By Jim Tortolano
Most true spy stories are not very pulse-pounding. They involve routine, even tedious collection of seemingly innocuous information that somebody else makes sense of.
But every once in a while, there comes a spy (or spies) who come across something that has the potential to be literally earth-shattering, and that’s the story behind the new movie, “The Courier.”
Benedict Cumberbatch plays Greville Wynne in the real-life story of a British businessman who gets drawn into becoming a spy transporting secret information gathered by a conscience-stricken Russian trade official.
The path leads to the famous Cuban Missile Crisis of 1962. At a meeting of top Soviet officials, Colonel Oleg Penkovsky (Merab Ninidze) hears Nikita Khrushchev threaten the U.S. with nuclear-tipped missiles to be sited in Cuba.

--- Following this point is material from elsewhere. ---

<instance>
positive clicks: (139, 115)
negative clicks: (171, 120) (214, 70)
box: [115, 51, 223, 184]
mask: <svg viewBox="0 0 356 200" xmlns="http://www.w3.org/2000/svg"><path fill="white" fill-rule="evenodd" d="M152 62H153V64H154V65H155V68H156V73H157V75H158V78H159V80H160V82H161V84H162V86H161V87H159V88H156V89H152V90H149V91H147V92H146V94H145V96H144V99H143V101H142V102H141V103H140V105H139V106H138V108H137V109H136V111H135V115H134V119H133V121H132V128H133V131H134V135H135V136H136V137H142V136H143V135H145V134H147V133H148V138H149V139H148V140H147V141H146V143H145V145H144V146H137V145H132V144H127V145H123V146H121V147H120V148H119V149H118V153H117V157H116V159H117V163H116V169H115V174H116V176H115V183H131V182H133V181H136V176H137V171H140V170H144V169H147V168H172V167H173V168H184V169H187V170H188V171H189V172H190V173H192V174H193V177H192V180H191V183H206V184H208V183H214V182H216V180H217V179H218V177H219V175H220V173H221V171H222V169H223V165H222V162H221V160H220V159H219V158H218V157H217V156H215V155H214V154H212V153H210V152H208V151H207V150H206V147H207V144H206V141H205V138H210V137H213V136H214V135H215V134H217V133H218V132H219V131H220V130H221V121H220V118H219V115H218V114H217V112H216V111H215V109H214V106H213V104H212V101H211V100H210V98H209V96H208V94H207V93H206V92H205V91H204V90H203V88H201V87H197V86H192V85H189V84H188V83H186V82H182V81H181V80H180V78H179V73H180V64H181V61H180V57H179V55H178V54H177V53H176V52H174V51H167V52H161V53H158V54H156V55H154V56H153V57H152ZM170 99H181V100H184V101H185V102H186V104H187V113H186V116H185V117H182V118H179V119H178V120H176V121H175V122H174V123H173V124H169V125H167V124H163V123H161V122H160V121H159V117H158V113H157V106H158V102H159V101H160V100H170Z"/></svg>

It is at this point that the film – from the audience’s viewpoint– shifts gears. To be frank, the early part of this movie has all the energy and drama of painting water colors that are restricted to black, grey and white.
Director Dominic Cooke (working from a script by Tom O’Connor) is then able to kick up the tension and drama as the world heads to the edge of nuclear disaster, and our spies are discovered.
Cumberbatch gives his usual understated performance … stiff British upper lip and all that. Ninidze’s Russian turncoat seems believably agonized, and it’s fun to see Rachel Brosnahan (“The Marvelous Mrs. Maisel”) as a CIA officer.
There are harrowing moments to follow, but the world – as you may have noticed – did not blow up and humanity wasn’t wiped out. But the movie you saw wasn’t earth-shaking either: slow for an hour and tense after that.
James Bond was a fictional character, of course. History is important, but it doesn’t always make for gripping entertainment, either, and it certainly didn’t here.
“The Courier” is rated PG-13 for smoking, partial nudity, strong langiage and violence.